The Telco cloud Manifesto: A growth enabler in the Coordination Age

In 2018 STL partners coined the term Coordination Age to describe how connectivity between people, computers, applications and ‘things’ is generating volumes of analysable data and how the use of advanced analytics and artificial intelligence would create the conditions enabling governments, enterprises, and consumers to understand the world in ways which would be game-changing for society.  A world where resources are better distributed and used more effectively than ever before leading to substantial social, economic, and health benefits.

A critical component of the Coordination Age is the universal availability of flexible, fast, reliable, low-latency networks that support a myriad of applications which, in turn, enable a complex array of communications, decisions, transactions, and processes to be completed quickly and, in many cases, automatically without human intervention.  The network remains key: if it is not fit for purpose the ability to match demand and supply real-time is impossible.

The historical ecosystem of relationships between telcos and their hardware and software suppliers has highlighted the constraints telcos face in embracing the Coordination Age. A relationship where proprietary, siloed vertical solutions and an over reliance on one supplier has left operator networks susceptible to inflexibilities and created challenges in terms of speed of innovation and adaptability. As a result, nimble internet players are capturing commercial opportunities where value increasingly comes from service innovation rather than heavy capital expenditure on the network.

The Coordination Age requires more from the network than ever before – applications require the network to be flexible, accessible and support a range of technical and commercial options. Applications cannot run independently of the network but need to integrate with it. The network must be able to impart actionable insights and flex its speed, bandwidth, latency, security, business model and countless other variables quickly and autonomously to meet the needs of applications using it.

The Telco Cloud is the enabler of this future age and represents the move to a network built on common off-the-shelf hardware and flexible interoperable software from best-of-breed suppliers that runs wherever it is needed.

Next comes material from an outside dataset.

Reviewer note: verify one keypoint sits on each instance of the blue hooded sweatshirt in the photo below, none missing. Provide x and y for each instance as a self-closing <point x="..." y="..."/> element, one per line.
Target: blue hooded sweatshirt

The chart describes how the Telco Cloud will become a growth enabler for operators as it represents:

  • A new approach to the network
  • A fundamental shift in what it means to be an operator, in terms of technology, culture, processes, decision making and overall company organisation
  • A driver of future telecoms differentiation and growth;

STL’s recent report The Telco Cloud Manifesto discusses the challenges in realising the telco cloud vision and acknowledges that not all operators can take the same path or approach to more virtualised networks. The report offers three generic telco cloud implementation models for operators to consider in order to maximise the benefits of telco cloud while minimising implementation risks.